Aquí hay material. Un escalofrío recorre nuestra espalda al evocar la peripecia decimonónica de los Borehams en ese rincón tinerfeño apartado de la civilización y los rigores brumosos del Londres Victoriano. La huella de nuestra protagonista, esa Mary B. de una pieza de la que, indagando, sabemos que fue sobrina del Cónsul de los Estados Unidos en Tenerife, en esos años en los que el pujante gigante norteamericano conspiraba ya para arrebatarle a la España de la Restauración canovista sus preciadas posesiones en Cuba, con ese golpe maestro de la geopolítica que nos metió de bruces en las crisis, las sombras y la nostalgia crítica del 98, que a veces parece que no hemos dejado atrás.

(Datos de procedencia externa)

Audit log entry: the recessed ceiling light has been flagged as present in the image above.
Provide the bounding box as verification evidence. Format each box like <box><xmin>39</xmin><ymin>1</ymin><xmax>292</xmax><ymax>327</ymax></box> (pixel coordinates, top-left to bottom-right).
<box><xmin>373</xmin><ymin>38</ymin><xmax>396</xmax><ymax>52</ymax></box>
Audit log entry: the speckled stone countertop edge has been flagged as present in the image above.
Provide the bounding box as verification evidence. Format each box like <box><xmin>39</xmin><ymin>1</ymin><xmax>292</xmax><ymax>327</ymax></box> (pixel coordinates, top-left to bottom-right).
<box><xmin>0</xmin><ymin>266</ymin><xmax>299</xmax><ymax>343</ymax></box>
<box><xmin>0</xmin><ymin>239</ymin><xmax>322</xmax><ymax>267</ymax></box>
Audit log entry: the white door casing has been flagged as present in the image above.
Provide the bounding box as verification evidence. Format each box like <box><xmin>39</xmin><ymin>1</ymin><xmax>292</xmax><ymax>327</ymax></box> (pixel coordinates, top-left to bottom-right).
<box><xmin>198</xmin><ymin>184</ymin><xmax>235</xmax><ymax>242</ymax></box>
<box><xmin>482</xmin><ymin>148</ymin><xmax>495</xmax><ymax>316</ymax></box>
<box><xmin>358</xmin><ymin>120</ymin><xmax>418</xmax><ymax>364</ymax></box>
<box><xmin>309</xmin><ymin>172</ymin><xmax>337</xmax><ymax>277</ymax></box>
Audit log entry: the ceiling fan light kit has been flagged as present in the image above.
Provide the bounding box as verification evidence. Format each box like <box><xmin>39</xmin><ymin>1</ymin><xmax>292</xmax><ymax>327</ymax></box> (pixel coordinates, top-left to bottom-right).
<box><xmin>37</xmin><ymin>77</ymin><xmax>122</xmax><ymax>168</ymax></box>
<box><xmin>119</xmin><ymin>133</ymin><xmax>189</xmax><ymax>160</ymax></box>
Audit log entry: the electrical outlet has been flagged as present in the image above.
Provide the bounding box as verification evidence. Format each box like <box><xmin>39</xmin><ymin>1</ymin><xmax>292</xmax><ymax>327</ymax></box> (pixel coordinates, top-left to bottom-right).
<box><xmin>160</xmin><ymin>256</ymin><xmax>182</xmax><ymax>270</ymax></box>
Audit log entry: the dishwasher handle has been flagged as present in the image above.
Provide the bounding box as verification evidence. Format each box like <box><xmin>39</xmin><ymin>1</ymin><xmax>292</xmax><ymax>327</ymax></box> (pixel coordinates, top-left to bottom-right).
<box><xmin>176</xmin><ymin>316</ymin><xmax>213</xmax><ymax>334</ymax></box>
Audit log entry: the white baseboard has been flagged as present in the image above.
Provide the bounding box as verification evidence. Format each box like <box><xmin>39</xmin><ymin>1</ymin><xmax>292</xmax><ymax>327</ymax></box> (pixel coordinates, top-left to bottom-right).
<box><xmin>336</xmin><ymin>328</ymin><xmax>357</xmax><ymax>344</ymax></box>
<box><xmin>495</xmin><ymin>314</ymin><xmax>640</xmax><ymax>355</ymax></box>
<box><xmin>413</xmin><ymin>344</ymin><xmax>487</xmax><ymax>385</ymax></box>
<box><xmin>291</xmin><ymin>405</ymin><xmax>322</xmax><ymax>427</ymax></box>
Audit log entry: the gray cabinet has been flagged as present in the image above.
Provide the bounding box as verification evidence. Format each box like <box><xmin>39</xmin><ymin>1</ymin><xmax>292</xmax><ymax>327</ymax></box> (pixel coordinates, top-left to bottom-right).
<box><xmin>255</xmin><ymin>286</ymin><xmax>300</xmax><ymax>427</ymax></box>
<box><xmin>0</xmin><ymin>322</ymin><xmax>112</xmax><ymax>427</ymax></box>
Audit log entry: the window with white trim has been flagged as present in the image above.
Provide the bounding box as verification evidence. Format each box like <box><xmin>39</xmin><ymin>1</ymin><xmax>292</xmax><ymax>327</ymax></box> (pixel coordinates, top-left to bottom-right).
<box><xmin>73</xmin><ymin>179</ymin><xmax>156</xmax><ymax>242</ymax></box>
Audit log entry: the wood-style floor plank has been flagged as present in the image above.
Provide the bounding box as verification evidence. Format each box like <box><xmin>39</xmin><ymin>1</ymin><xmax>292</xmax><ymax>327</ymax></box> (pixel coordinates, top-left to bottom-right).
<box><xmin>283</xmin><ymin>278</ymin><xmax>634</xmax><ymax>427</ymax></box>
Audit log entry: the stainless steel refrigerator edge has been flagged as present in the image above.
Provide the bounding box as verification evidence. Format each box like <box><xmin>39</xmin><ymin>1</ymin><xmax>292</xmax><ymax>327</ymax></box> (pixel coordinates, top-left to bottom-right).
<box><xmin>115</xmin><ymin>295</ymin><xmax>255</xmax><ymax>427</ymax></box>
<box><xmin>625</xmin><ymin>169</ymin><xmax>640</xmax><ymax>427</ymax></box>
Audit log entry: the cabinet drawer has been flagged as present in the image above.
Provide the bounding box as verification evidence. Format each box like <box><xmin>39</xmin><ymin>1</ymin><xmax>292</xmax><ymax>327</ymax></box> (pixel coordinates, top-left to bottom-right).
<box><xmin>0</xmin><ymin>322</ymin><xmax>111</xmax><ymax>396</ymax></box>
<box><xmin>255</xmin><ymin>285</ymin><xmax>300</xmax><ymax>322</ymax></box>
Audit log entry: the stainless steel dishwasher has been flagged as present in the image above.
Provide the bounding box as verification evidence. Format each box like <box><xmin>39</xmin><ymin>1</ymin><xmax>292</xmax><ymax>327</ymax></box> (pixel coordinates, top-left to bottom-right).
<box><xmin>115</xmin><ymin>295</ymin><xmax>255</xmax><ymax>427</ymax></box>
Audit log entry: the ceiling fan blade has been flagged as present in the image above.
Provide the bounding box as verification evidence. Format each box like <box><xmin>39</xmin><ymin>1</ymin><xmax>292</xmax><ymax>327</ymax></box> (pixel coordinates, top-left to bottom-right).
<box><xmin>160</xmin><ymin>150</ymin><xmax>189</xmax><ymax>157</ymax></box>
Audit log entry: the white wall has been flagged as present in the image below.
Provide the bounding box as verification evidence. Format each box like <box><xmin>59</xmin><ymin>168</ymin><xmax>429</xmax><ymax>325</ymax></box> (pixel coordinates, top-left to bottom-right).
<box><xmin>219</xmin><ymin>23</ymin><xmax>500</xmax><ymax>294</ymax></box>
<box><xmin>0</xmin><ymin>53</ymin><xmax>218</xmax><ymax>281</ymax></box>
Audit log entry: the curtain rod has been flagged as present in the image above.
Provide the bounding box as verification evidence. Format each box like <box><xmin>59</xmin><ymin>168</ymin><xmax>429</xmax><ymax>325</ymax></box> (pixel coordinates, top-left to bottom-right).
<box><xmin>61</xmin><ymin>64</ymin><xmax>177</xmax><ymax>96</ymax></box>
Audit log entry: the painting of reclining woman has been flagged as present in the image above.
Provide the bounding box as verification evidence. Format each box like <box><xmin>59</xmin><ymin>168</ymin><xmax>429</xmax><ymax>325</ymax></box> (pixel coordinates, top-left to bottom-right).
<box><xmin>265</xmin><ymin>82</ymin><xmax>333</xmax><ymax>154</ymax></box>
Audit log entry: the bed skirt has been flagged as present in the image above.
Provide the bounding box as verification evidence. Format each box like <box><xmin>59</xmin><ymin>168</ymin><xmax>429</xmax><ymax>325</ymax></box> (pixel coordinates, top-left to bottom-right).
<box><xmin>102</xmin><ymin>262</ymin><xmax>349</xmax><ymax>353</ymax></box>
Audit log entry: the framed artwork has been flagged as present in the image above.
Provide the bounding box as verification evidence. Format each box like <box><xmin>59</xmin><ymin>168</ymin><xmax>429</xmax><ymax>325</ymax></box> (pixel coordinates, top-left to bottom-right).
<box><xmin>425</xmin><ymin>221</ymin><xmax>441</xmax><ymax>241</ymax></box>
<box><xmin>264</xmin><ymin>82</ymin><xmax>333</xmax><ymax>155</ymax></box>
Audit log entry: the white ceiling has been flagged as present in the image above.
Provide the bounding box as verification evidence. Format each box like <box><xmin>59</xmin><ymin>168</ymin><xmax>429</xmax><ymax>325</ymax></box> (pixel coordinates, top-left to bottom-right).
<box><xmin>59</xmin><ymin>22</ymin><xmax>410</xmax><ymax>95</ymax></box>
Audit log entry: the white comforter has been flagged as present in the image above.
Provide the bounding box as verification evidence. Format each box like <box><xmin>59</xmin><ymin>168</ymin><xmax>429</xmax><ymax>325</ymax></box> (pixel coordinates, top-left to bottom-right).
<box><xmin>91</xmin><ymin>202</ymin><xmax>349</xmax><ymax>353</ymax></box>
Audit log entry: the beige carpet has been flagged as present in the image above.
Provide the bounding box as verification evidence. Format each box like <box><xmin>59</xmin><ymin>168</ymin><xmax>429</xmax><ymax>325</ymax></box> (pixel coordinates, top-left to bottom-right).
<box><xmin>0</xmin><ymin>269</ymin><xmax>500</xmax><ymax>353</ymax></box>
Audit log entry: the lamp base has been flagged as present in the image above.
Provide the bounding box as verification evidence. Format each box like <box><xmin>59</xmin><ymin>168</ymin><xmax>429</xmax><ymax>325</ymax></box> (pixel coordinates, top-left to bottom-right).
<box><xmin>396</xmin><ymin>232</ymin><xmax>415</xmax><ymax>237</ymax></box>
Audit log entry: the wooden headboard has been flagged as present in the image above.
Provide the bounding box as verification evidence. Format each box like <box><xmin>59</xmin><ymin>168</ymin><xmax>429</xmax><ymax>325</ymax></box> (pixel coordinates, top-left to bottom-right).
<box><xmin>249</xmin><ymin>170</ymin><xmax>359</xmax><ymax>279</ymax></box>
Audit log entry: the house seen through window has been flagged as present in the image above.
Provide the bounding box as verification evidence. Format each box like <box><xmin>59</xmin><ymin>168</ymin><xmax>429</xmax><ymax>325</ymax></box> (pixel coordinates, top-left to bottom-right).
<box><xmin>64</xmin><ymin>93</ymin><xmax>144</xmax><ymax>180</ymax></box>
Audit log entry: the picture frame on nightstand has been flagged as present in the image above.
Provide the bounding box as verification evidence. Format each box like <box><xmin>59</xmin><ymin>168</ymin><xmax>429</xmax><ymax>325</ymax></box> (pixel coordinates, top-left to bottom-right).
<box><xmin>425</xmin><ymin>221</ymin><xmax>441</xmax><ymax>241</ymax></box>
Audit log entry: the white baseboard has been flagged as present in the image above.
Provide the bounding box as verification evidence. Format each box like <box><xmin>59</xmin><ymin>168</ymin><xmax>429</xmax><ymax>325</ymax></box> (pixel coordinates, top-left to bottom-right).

Los pecios de la biblioteca de Mrs. Boreham – vendidos por casi nada- nos hablan de la originalidad, el ingenio y las creencias anglicanas unitarias de una mujer inglesa tenaz que recorrió los senderos del norte de Tenerife a lomos de un burro, prestando a sus entonces pocos compatriotas algunas de las obras que ahora caen en mis manos y que poco a poco integraron la colección de más de 30.000 volúmenes -ya fragmentada- de lo que primero fue la “Orotava Library” y hoy es, desde hace más de 120 años, la Biblioteca Inglesa del Puerto de la Cruz, un tesoro escondido en un rincón tranquilo de esa villa chicharrera, construido alrededor del compromiso cultural y la azarosa vida de esta intrépida señora Boreham, nuestra Proud Mary, que ahora se nos revela, siglo y medio después, como protagonista de nuevas pesquisas librescas.
Mientras sigue el ruido furibundo de la política y prolongamos el exilio voluntario y forzoso de una vida pública romantizada que nos devuelve, entre pausas, la infantilizante ejecutoria de un Presidente de gobierno con dudas y una ortografía pedestre; en este momento en el que el mundo mira con interés, y no pocas prevenciones, las conquistas disolventes de la inteligencia generativa; en esta hora crucial en la que nos abstenemos de entrar en debates definitivos sobre quien deba guardar la portería del Madrid en la Final de Londres, un batallón silente de detectives de libros, una compañía de discretos y tercos buscadores de tesoros de papel, perfectamente organizados, se cuela entre las bibliotecas perdidas de los cuatro puntos cardinales, recomponiendo, para que no se pierdan, los retazos de las vidas vividas por otros.
Lo sé; no aprendemos. Hay, seguro, otros trabajos más remuneradores, aunque a nosotros lo que nos guste sea empujar hacia el futuro las múltiples vidas del libro, su credo, su orteguiana circunstancia.
Como aquella mujer del París del Ochocientos, llenos de este oficio ¿moriremos de hambre?